Der streitbare ehemalige SCB-Manager ist so etwas wie die letzte Hoffnung: Wenn er sich nicht durchsetzen und die längst fälligen Reformen – unter anderem eine Neuausrichtung der Swiss League – anstossen kann: Wer dann? Die Einwände, er habe doch bisher nur den SCB und die höchste Liga im Auge gehabt, sind billig: Dafür wurde er ja bezahlt.
Nun kann sich Lüthi ums Gesamtwohl unseres Hockeys kümmern. Die Strukturprobleme des Hockeys ausserhalb der boomenden National League kennt er sehr wohl und die Lösungen in vielen Bereichen auch. Aber eben: Er kann zum ersten Mal in seiner Macher-Karriere nicht als «Alleinherrscher», sondern nur im Kollektiv mit einer Mehrheit im Verwaltungsrat durchregieren. Allein ist er gegen den Verbands–Apparat machtlos.

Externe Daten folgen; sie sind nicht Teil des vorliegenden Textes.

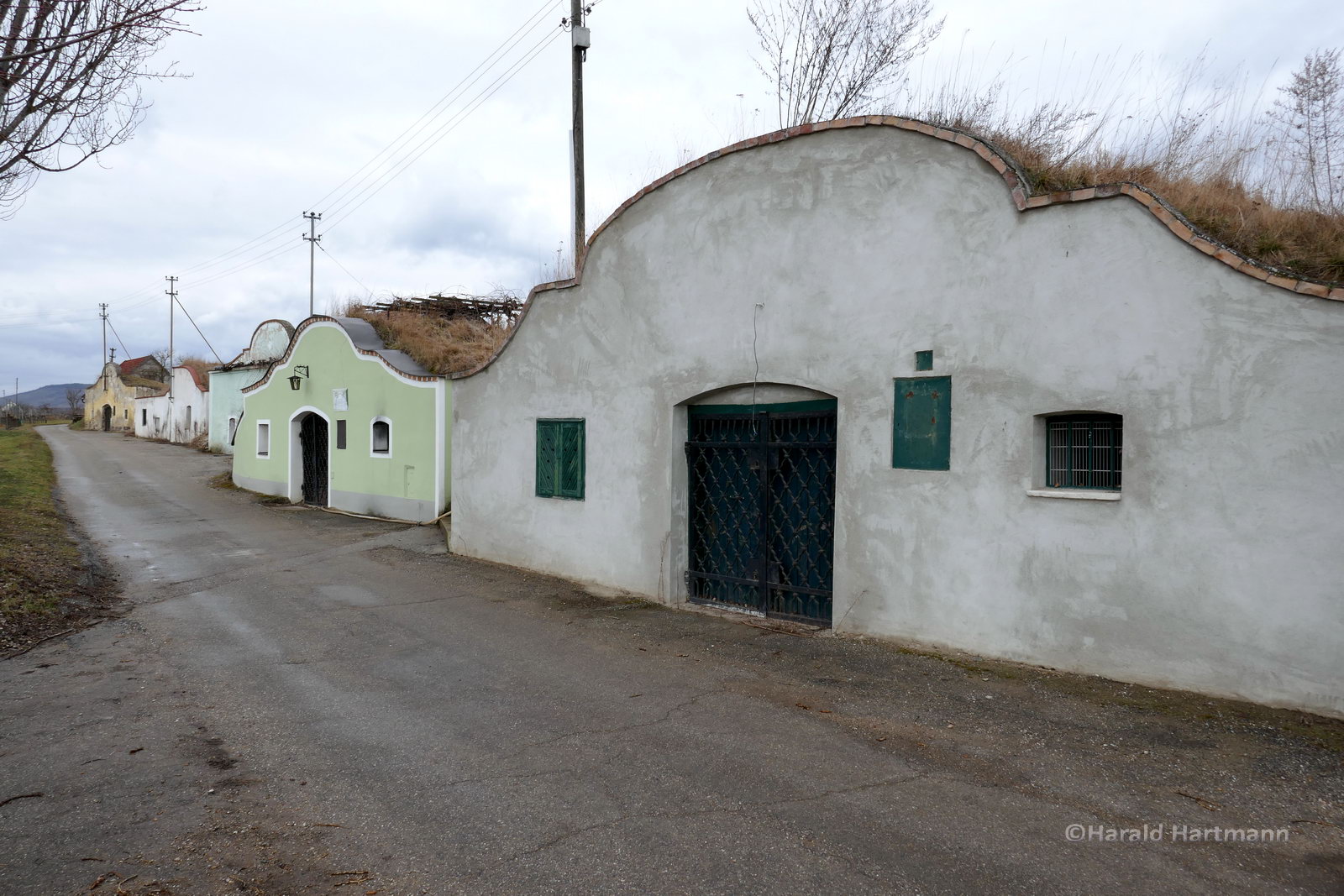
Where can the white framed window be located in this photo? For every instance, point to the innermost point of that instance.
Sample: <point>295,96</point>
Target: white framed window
<point>381,437</point>
<point>1079,454</point>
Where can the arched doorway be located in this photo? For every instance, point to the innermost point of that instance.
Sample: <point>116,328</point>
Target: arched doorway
<point>312,439</point>
<point>761,506</point>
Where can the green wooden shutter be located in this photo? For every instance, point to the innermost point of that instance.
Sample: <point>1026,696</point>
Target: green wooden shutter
<point>559,459</point>
<point>571,459</point>
<point>548,449</point>
<point>921,436</point>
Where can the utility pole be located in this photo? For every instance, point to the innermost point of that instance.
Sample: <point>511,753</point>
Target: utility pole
<point>312,239</point>
<point>172,300</point>
<point>581,40</point>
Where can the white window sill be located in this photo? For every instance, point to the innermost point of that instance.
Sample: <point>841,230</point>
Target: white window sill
<point>1077,495</point>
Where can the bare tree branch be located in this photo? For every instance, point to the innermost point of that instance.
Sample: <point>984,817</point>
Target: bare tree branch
<point>1310,123</point>
<point>837,58</point>
<point>69,81</point>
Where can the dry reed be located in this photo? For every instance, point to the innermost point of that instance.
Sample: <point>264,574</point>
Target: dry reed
<point>440,345</point>
<point>1196,141</point>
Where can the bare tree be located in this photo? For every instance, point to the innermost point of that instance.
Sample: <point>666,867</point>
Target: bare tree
<point>1310,116</point>
<point>837,58</point>
<point>69,81</point>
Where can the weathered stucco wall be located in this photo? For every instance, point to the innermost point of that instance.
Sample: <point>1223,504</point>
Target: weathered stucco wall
<point>179,416</point>
<point>109,390</point>
<point>268,343</point>
<point>226,403</point>
<point>409,483</point>
<point>830,259</point>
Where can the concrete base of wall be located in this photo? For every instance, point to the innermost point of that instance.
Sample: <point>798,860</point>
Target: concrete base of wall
<point>383,506</point>
<point>264,486</point>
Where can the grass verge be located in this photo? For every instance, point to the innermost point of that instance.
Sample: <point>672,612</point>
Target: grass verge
<point>46,584</point>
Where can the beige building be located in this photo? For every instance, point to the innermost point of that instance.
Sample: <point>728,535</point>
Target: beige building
<point>111,402</point>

Üben, mit Engelszungen zu reden
Diese Mehrheit zu finden ist seine erste ganz grosse Herausforderung. In Bern war er in einer so starken Position, dass alle etwas von ihm wollten oder sich mit ihm gut stellen mussten, um den Job zu behalten. Beim Verband aber ist keiner auf ihn angewiesen, keinem kann er etwas bieten, nicht einmal ein SCB-VIP-Abonnement. Das letzte Wort hat er zum ersten Mal nicht mehr, sondern das Verwaltungsrats-Kollektiv.
Es bleibt Marc Lüthi nichts anderes, als noch einmal seinen Macchiavelli zu lesen und zu üben, mit Engelszungen zu reden. Oder noch einfacher: Als eine Art «Friedrich Merz des Hockeys» hin und wieder zu reden und ganz anders zu handeln. So wie es in der Politik üblich ist.